When I turned 8yrs old my father bought me a bow and some hunting arrows(broad-heads). From that moment on I read every book I could get my hands on regarding the different Indian Tribes of N.A.

"He has put eternity in their hearts..." Ecclesiastes 3:11
Because we are made in the image of God, we have an inborn inquisitiveness about eternal realities. And obviously they had a deap seated and compulsive drive to transcend thier mortality by knowing the meaning and destiny of the world.

You ask "What about..." Well it is evident that the Native Americans were aware of God by the evidence all around them(the universe) just as it says "For since the creation of the world His invisible attributes are clearly seen..." Romans 1:20.

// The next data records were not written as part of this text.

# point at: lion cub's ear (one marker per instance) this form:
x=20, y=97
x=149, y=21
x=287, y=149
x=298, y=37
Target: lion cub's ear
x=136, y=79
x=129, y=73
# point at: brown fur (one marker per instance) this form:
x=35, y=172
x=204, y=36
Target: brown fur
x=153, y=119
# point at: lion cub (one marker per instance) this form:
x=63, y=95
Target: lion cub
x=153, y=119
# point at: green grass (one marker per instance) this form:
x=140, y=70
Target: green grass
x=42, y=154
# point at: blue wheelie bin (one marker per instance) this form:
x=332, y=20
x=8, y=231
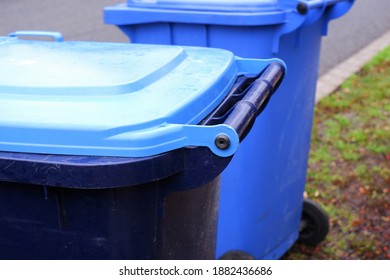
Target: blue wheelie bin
x=262, y=210
x=114, y=151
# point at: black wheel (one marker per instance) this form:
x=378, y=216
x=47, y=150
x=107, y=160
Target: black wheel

They were judged(before the "Good News" of salvation through Jesus Christ)by whether or not they obeyed their conscious that God gave them. When they heard the truth spoke to them in regards to the Gospel, and God coming to earth and dying for them, they were then judged just like you, me and Gobee and everyone else that has heard the Truth and excepted or rejected it.

It was the American government that ripped off the Native Americans, not followers of Jesus Christ, Kevin!! Why do you blame every war etc. on Jesus Christ? Jesus never instigated any war, except the war against the hater of your soul, Satan!! Why do you have such a bitter hatred for the teachings of Jesus KW?
rectorsquid

climber
Lake Tahoe
Dec 9, 2009 - 10:53am PT
"This thread is all over the place...still though I am curious. Did anyone learn anything here?"

Yes:

* There are many more atheists and agnostics on the taco than I might have thought.

* People hear Jesus in their car telling them what to do.

* The people who hear Jesus in their car telling them what to do think that people that hear voices in their head are crazy, other than them.

* No one will ever be converted. People believe in what their parents teach them.

* The taco is more interesting than Facebook.

Damn, I'm glad my parents never taught me anything more than to learn things for myself and to make my own decisions. Whatever I believe now, at least it's my belief and not one I inherited.

Dave
WBraun

climber
Dec 9, 2009 - 11:42am PT
I'm out here in center field.

Where the fuk is the batter?????

Hey batter, batter, batter

Jaybro

Social climber
Wolf City, Wyoming
Dec 9, 2009 - 11:44am PT
I learned that triple 7 is a sincere, thoughtful sort, with a sense of humor, I don't have to agree with with him to appreciate him.
Ed Hartouni

Trad climber
Livermore, CA
Dec 9, 2009 - 11:54am PT
I actually have to go to work today, but the act of debating on this thread (and others like it) has greatly evolved my thinking on several topics, including a better understanding of the evolution theory, its role in biology, and the nature of the "supernatural" and how it can be brought into a consistent picture of a physical reality.

More later...
Homer

Mountain climber
Santa Cruz, CA
Dec 9, 2009 - 12:11pm PT
Isn't the difference between intuition and logic mostly just our consciousness of the information that we're processing? In both cases we have the information, just with intuition we're not conscious that we have it? Yes Jan, I think on an individual level, intuition is always going to have more information to work with than logic does. I hope so anyway!